My noble friend Lord Blencathra also remarked—saying it much better than I shall—that Schedule 3 to the Bill provides each fisheries licensing authority with the power to attach conditions to the licences that it issues, and reproduces and clarifies existing powers in the Sea Fish (Conservation) Act 1967. This includes conditions that explicitly relate to where fish caught by UK vessels must be landed, as in the existing economic link condition. The Government fully intend to continue using these powers in the future and, as committed to in the fisheries White Paper, are reviewing the economic link and will look to increase the impact and effectiveness of the condition in England.
The noble Lord, Lord Teverson, raised the issue of foreign companies. Foreign-owned and UK flag vessels will be allowed to fish in UK waters. The economic link criteria will ensure that the UK accrues benefit from fish caught in UK waters by UK boats, which is what these boats are. The national benefit objective in the Bill also demonstrates our commitment to ensure that a benefit is felt in the UK from foreign companies that own British fishing vessels. As I say, we are reviewing the economic link condition and associated practices as part of our development of future fisheries management arrangements.
I was interested in the fact—this is really for the noble Baroness, Lady Jones of Whitchurch, and the noble Lord, Lord Teverson—that in 2018 there were 2,923 fishing vessels registered in England.

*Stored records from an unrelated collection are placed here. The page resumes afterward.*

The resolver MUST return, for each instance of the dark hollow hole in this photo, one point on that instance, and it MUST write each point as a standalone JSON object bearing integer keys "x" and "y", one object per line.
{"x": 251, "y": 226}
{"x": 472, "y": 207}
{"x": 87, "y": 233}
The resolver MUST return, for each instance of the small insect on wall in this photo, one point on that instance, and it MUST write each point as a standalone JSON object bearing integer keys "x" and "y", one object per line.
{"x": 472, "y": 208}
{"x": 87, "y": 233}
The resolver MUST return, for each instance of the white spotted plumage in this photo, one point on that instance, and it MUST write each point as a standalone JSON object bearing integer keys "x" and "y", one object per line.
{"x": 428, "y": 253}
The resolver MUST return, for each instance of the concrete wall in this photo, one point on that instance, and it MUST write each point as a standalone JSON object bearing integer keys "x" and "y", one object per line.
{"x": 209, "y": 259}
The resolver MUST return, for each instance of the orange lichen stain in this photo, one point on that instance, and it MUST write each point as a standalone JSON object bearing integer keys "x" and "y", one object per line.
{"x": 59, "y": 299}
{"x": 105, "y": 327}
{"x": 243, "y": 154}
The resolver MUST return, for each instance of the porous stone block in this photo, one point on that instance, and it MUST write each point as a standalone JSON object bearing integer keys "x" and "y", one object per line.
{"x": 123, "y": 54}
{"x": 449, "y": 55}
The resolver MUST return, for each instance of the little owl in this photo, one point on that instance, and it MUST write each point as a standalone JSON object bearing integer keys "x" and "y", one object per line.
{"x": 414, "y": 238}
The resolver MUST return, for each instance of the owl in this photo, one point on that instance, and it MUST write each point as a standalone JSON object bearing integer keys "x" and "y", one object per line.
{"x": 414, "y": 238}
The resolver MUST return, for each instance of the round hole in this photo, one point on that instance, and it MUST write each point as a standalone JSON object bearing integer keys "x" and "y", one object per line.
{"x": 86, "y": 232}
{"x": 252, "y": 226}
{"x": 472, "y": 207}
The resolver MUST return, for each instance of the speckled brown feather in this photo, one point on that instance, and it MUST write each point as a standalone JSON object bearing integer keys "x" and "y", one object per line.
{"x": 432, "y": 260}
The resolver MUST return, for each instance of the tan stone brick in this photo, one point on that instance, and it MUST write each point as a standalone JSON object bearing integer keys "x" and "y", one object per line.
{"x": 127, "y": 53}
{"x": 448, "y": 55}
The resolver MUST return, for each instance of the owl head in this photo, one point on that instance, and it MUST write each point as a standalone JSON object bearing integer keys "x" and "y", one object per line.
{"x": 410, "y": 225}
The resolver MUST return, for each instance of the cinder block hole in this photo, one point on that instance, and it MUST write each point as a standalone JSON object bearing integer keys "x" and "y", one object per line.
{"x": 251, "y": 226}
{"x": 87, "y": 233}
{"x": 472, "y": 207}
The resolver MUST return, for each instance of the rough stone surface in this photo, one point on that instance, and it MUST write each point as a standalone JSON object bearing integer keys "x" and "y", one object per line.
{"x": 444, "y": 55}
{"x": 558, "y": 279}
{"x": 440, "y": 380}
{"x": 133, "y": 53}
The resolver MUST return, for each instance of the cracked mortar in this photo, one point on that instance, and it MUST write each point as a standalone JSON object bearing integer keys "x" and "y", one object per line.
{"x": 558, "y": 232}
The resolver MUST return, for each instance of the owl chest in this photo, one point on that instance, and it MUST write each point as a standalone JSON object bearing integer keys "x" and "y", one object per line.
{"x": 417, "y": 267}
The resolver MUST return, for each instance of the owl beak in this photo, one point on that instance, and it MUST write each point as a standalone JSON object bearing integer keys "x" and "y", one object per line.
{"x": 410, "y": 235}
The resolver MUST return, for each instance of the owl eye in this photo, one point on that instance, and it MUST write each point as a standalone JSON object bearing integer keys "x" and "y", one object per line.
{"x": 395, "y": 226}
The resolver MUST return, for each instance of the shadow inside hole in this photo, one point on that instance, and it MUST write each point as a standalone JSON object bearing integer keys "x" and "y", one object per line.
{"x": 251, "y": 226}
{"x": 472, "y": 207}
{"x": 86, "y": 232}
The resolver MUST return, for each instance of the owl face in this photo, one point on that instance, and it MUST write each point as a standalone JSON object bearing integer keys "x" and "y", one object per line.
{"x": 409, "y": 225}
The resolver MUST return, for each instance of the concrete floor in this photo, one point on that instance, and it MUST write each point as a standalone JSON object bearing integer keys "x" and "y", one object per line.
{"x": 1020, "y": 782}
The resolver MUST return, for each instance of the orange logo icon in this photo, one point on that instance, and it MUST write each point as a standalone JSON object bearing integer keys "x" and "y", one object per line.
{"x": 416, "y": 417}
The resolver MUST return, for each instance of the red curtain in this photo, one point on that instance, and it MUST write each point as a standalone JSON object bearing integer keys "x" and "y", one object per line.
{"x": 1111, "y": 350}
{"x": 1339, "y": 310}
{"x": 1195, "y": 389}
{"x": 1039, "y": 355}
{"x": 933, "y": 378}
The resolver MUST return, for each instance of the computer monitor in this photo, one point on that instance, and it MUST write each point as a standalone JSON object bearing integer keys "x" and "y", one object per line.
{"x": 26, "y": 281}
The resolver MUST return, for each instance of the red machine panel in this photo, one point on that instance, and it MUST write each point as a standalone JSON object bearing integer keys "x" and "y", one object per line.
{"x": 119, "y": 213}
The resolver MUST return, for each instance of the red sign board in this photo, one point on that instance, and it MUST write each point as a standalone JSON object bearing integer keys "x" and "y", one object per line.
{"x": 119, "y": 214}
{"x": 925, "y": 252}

Of these, only 27 failed to meet the economic link 50% landing requirement. Of those 27, 22 donated quota worth £2.5 million to the English under-10-metre pool to be fished by the inshore fleet, and five employed a crew a majority of whom were resident in England.
One of the problems that we have with the amendment is that it would move away from the existing approach of using licence conditions. Making regulations to operate the economic link instead of using licence conditions would significantly limit the ability of the fisheries administrations to respond to changing circumstances. Under the current approach we have the ability to adjust licence conditions at short notice—indeed, within a few weeks if necessary—which can be essential for responding effectively to events. The time required to adjust legislation is inevitably considerably longer.

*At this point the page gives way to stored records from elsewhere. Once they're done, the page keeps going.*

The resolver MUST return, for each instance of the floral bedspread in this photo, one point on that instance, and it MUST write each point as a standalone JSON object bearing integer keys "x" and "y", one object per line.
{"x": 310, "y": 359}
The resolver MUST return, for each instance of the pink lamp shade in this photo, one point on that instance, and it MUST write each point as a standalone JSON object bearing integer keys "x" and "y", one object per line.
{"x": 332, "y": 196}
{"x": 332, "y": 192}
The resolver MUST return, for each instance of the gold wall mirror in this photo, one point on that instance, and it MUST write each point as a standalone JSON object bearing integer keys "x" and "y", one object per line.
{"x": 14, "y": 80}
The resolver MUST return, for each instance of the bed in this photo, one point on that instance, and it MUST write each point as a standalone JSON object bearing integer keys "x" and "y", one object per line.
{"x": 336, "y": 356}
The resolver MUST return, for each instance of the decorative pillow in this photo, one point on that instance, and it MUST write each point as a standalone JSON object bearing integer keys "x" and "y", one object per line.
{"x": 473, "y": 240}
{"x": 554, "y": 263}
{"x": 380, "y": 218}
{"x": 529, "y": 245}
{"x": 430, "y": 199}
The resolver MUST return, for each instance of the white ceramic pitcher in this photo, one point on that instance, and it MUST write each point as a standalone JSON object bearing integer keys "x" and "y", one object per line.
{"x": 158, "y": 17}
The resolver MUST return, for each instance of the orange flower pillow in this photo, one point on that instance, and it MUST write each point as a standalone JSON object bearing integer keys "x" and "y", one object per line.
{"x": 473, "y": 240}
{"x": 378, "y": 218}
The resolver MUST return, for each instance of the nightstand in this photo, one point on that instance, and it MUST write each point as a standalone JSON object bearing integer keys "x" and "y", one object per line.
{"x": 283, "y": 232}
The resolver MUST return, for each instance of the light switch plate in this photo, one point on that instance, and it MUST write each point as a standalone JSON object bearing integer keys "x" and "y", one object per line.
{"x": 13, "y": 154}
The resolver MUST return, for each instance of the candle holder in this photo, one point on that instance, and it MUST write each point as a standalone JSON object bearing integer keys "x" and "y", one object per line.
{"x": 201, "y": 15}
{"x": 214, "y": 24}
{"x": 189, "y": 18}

We have long been frustrated by the inflexibility of the common fisheries policy and do not want to impose further inflexibility through our domestic legislation. A number of Peers have raised this issue. We recognise the importance of the economic link, which is why we have committed to consult on it and why we do not think it appropriate to prescribe the outcome of that consultation before it is finished, as I think is the premise of the amendment. The amendment seeks the economic link to be based solely on a percentage landing requirement rather than the full variety of ways that I have outlined through which vessel owners can demonstrate an economic link. Clearly, this would reduce flexibility in the system. For example—I say this particularly to my noble friends Lord Naseby and Lord Holmes of Richmond and the noble Baroness, Lady Ritchie of Downpatrick—it would prevent UK vessels landing in a foreign port if it was the best market for their catch, while enabling them to demonstrate an economic link to the UK in another way. Furthermore, in accepting the amendment I believe we would lose the other benefits of the existing system; I have already spoken of the quota available for the English under-10-metre pool.
My final point concerns the scope of the amendment. It would extend this landing requirement to any foreign vessels that may be licensed to fish in UK waters in future. Access for foreign fishing vessels will be a matter for negotiation and, from 11 pm on
In summary, the Bill already sets out the objective that fishing activity by UK vessels should benefit the UK, and provides the power necessary to place landing requirements on vessels, as is currently done with the economic link licence condition. Furthermore, it does so in a way that is compatible with the devolution settlements and, in our view, allows for a wider range of benefits to the UK than would be provided by a uniform landing requirement.
I give the noble Baroness, Lady Ritchie of Downpatrick, some assurance: the new grant-making power in the Bill, which gives powers to the Secretary of State and devolved Ministers, will allow funding to be given to support infrastructure development, but of course it will be up to the devolved Administrations to design their schemes.
My noble friend Lady McIntosh of Pickering raised bycatch. Clause 1(6)(c) seeks to ensure the landing of bycatch where appropriate. I assure my noble friend that we can impose and enforce licence conditions through statutory instruments and by-laws, and we have further powers in Clause 36 to introduce statutory instruments on monitoring and enforcement.
The noble Lord, Lord Cameron of Dillington, referred to British fishing boats. The definitions of UK fishing boats and British fishing boats have remained the same in this and previous versions of the Bill. The term “British-owned” is defined in Clause 48 but, although I have a long note on it, I think I will not go into that definition. I say to the noble Lord, Lord Teverson, that 98% of Scottish vessels are domestically owned and land most of their catch in Scotland, as an example.
This has been an interesting debate. I think we are all united in wanting more vibrant seafaring and coastal communities across the UK. Like many noble Lords, I agree with my noble friend Lord Blencathra that we need to rebuild those communities, and we want to use the opportunities that are in the Bill. It is only a framework Bill but much more work on this issue will come before noble Lords for scrutiny, so there is further work to do.
However, I am concerned—I say this in honesty because, as I have said, I understand the aim of the noble Baroness’s amendment—because I and the Government think that the licence is better than regulation, and that flexibility is better than inflexibility. I agree with my noble and learned friend: I would question the wisdom of doing it at this particular time, not just in terms of our EU negotiations but because of our very good relationship in seeking to, yes, have a United Kingdom Bill at the request of the devolved Administrations, the complications of that and the fact that the amendment would require regulations from a UK Secretary of State, even if there may be a consultation element to it.
For those reasons, I could not recommend the amendment to your Lordships. I sense that the noble Baroness may well want to test the opinion of the House, but I say in all honesty that we see complications and difficulties with this amendment. Therefore, as is normal, I ask the noble Baroness if she would feel able to withdraw her amendment.